The investigators compared outcomes and predictors of survival in 155 pregnancies complicated by vasa previa. They found that fetal survival depends primarily on prenatal diagnosis and cesarean delivery at 35 weeks' gestation or earlier if the case warrants the procedure.
"Prenatal diagnosis of vasa previa prevents mortality, and quite significantly so," said principal investigator Dr. Yinka Oyelese, an obstetrician/gynecologist at the University of Medicine and Dentistry of New Jersey. "I can't think of any other condition diagnosed prenatally having such a great impact on survival."
Vasa previa occurs when fetal vessels that are unsupported by either the placenta or the umbilical cord pass through membranes over the cervix. When these membranes are ruptured, generally at delivery, the fetus may bleed to death.
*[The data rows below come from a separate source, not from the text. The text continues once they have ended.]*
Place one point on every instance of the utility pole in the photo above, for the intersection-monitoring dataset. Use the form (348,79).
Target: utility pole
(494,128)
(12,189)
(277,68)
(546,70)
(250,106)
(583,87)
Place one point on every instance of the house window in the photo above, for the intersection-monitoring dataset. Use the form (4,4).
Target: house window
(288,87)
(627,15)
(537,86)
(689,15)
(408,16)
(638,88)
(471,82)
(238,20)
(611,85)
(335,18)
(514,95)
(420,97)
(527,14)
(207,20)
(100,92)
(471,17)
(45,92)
In the study by Oyelese and colleagues, 97% of infants (59/61) from prenatally diagnosed vasa previa pregnancies survived, compared with 44% (41/94) of those not diagnosed prenatally. Only two infants with prenatal diagnosis required blood transfusions, compared with 24 of the surviving neonates born to women in whom the condition had not been diagnosed.
According to a multivariable logistic regression analysis, the only significant predictors of neonatal survival were prenatal diagnosis (p
The study validates previous findings that showed the prenatal diagnosis of vasa previa to be feasible. Nomiyama et al found that ultrasound could locate the umbilical cord insertion into the placenta in 666 women, and the group diagnosed three vasa previa cases (Ultrasound Obstet Gynecol 1998;12:426-429).
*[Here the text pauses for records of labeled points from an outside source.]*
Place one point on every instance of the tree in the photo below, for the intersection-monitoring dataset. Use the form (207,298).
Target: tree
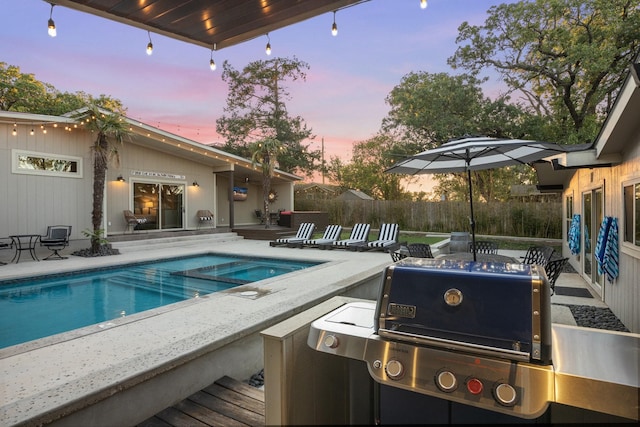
(567,57)
(266,153)
(430,109)
(110,131)
(366,170)
(256,111)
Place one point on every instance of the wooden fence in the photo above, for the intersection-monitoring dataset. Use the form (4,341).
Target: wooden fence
(513,218)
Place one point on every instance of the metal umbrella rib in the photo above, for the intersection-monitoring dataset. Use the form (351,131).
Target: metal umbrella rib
(475,153)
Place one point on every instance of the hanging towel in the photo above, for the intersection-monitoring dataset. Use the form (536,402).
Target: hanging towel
(601,245)
(574,235)
(610,263)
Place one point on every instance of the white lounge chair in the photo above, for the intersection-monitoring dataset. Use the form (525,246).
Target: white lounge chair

Not all vasa previa cases can be recognized on sonography, however. Abdominal wall scarring, obesity, or an incompletely filled bladder may block the visualization of cord-placenta insertions or vessels over the cervix. MR imaging can also diagnose the condition, Oyelese said.
The study suggests an association between vasa previa and second-trimester low-lying placenta or placenta previa. The clinical literature includes other risk factors, such as in vitro fertilization, bilobed placenta, painless bleeding, previous uterine surgery, and velamentous insertion of the umbilical cord. Further studies should solidly establish these correlations. Women in these risk groups should consider routine transvaginal color Doppler sonography of the region over the cervix if vasa previa cannot be excluded by transabdominal sonography, Oyelese said.
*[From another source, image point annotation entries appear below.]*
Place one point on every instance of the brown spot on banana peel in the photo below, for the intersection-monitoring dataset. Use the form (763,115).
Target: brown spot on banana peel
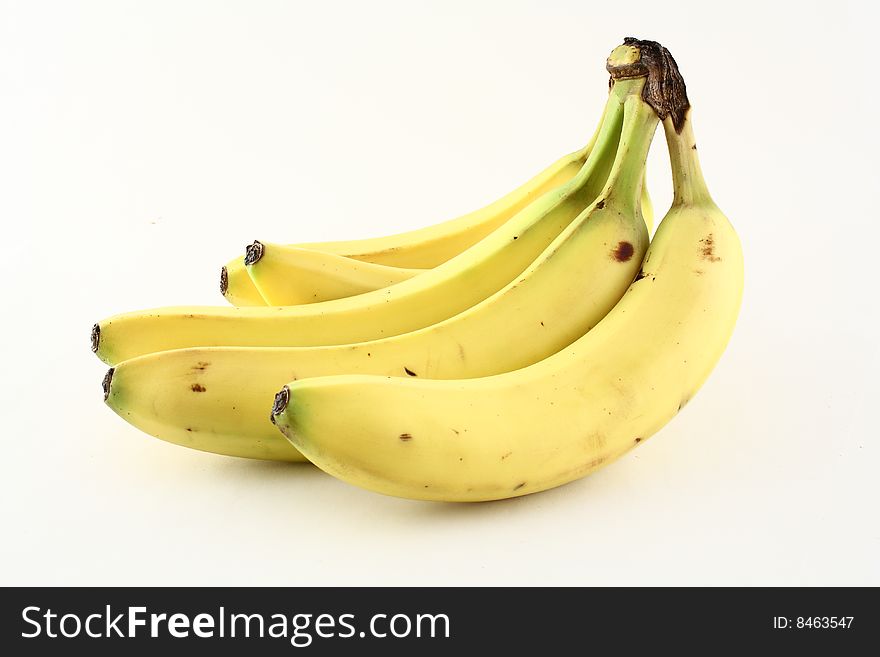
(253,253)
(623,252)
(105,384)
(279,405)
Though it is still a relatively rare condition, physicians are seeing more vasa previa cases in multiple gestations, said Dr. Wesley Lee, an attending physician at William Beaumont Hospital in Royal Oak, MI.
The basic screening guidelines published by the American Institute of Ultrasound in Medicine and the American College of Radiology do not recognize vasa previa. From a practical standpoint, however, physicians should be aware of this condition's sonographic clues, which they may encounter while performing gray-scale scanning and can confirm with color Doppler, Lee said.